American dream lost?

Down payment assistance a fatality of the homeowners rescue bill.

The recently passed (and hopefully soon to be signed into law) bill that would provide some relief to at lease an estimated 400,000 US homeowners had at least one casualty buried within its 1000+ pages.

President Bush has long wanted to kill off the so-called charitable down payment assistance programs, such as Ameridream, which purported to give home buyers their 3% minimum down payment (as required by FHA). The Ameridream program long ago lost its tax exempt cache when the IRS ruled that the requirement for the seller to contribute a like amount to Ameridream, plus a fee for processing, meant that the Ameridream “charitable contribution” was neither a real charitable contribution nor tax deductible. The program was continued, even after that ruling and has been extensively used on people with little or no money for a down payment. Bush argued that these programs just encouraged people who can’t afford a house to get in over their heads – certainly an argument with some merit.

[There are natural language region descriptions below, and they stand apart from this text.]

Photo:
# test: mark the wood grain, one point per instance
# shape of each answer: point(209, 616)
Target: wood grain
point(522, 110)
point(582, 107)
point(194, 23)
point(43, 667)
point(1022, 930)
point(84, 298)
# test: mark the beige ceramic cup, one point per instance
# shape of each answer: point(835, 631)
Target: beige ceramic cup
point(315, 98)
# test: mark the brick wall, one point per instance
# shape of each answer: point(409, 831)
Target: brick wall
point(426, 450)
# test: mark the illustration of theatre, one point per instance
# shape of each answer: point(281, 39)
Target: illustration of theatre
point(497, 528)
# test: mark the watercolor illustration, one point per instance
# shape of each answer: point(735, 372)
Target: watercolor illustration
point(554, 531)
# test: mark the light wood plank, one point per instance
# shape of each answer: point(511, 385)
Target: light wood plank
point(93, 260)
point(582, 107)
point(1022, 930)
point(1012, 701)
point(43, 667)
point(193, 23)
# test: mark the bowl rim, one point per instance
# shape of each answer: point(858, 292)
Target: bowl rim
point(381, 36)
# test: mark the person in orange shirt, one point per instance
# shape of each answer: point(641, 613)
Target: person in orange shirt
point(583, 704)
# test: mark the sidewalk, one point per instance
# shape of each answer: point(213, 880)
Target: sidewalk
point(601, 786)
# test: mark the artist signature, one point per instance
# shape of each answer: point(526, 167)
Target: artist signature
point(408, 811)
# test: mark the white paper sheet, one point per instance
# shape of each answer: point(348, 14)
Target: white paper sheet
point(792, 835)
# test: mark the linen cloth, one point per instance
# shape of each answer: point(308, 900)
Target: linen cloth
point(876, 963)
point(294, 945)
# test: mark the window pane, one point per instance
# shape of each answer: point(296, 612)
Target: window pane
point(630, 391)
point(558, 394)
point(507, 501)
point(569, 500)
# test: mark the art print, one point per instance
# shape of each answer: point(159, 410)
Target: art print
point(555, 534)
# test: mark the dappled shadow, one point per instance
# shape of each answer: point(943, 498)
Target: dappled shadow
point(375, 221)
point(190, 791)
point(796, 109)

So, once the homeowner assistance bill becomes law, Ameridream and other like down payment assistance programs will become history – at least until the sharpies who rule these things figure out a new way around the laws. There will always be people around the edges of any legitimate business trying to figure out ways to cut corners or make a buck off something that is illegal or only marginally legal.

I read an article last night about people in the finance worked who are already dreaming up new “financial instruments” to replace the securitized mortgage instruments that recently went bust. The article was about people who are packaging up commodities futures contracts and creating tracking indexes that can be bought and sold. As best as I can figure, it involved people who will be betting on the success or failure of other people who have bet on the rise or fall of the price of commodities sometime in the future. The things that I get a kick out of is that no one in this whole chain of events actually owns anything tangible. It makes about as much sense as betting on the pool of bettors who put money on specific horses in a horse race. You could bet (invest, as they would prefer to call it) on whether a horses odds would go up or down, right up to the start of the race, at which time, your options would expire. No wonder so many idiots lose so much money when these stupid houses of cards fall apart. It’s all a big pyramid scheme with no underlying real value.